Re: [PATCH 00/12] Change readahead API

From: Matthew Wilcox
Date: Thu Feb 13 2020 - 08:43:23 EST


On Wed, Feb 12, 2020 at 08:38:52PM -0800, Andrew Morton wrote:
> On Fri, 24 Jan 2020 17:35:41 -0800 Matthew Wilcox <willy@xxxxxxxxxxxxx> wrote:
>
> > From: "Matthew Wilcox (Oracle)" <willy@xxxxxxxxxxxxx>
> >
> > This series adds a readahead address_space operation to eventually
> > replace the readpages operation. The key difference is that
> > pages are added to the page cache as they are allocated (and
> > then looked up by the filesystem) instead of passing them on a
> > list to the readpages operation and having the filesystem add
> > them to the page cache. It's a net reduction in code for each
> > implementation, more efficient than walking a list, and solves
> > the direct-write vs buffered-read problem reported by yu kuai at
> > https://lore.kernel.org/linux-fsdevel/20200116063601.39201-1-yukuai3@xxxxxxxxxx/
>
> Unclear which patch fixes this and how it did it?

I suppose the problem isn't fixed until patch 13/13 is applied.
What yu kuai is seeing is a race where readahead allocates a page,
then passes it to iomap_readpages, which calls xfs_read_iomap_begin()
which looks up the extent. Then thread 2 does DIO which modifies the
extent, because there's nothing to say that thread 1 is still using it.
With this patch series, the readpages code puts the locked pages in the
cache before calling iomap_readpages, so any racing write will block on
the locked page until readahead is completed.

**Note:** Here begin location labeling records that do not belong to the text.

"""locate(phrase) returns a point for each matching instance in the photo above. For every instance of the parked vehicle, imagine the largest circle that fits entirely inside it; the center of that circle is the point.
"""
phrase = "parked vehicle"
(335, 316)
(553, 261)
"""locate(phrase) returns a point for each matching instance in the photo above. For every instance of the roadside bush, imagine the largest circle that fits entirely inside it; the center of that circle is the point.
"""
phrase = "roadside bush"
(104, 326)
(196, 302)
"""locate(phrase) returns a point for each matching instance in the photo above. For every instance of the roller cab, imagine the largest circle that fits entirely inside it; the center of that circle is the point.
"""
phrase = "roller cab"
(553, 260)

If you're tempted to put this into -mm, I have a couple of new changes;
one to fix a kernel-doc warning for mpage_readahead() and one to add
kernel-doc for iomap_readahead():

+++ b/fs/mpage.c
@@ -339,9 +339,7 @@

/**
* mpage_readahead - start reads against pages
- * @mapping: the address_space
- * @start: The number of the first page to read.
- * @nr_pages: The number of consecutive pages to read.
+ * @rac: Describes which pages to read.
* @get_block: The filesystem's block mapper function.
*
* This function walks the pages and the blocks within each page, building and

+++ b/fs/iomap/buffered-io.c
@@ -395,6 +395,21 @@
return done;
}

+/**
+ * iomap_readahead - Attempt to read pages from a file.
+ * @rac: Describes the pages to be read.
+ * @ops: The operations vector for the filesystem.
+ *
+ * This function is for filesystems to call to implement their readahead
+ * address_space operation.
+ *
+ * Context: The file is pinned by the caller, and the pages to be read are
+ * all locked and have an elevated refcount. This function will unlock
+ * the pages (once I/O has completed on them, or I/O has been determined to
+ * not be necessary). It will also decrease the refcount once the pages
+ * have been submitted for I/O. After this point, the page may be removed
+ * from the page cache, and should not be referenced.
+ */
void iomap_readahead(struct readahead_control *rac, const struct iomap_ops *ops)
{
struct inode *inode = rac->mapping->host;

I'll do a v6 with those changes soon, but I would really like a bit more
review from filesystem people, particularly ocfs2 and gfs2.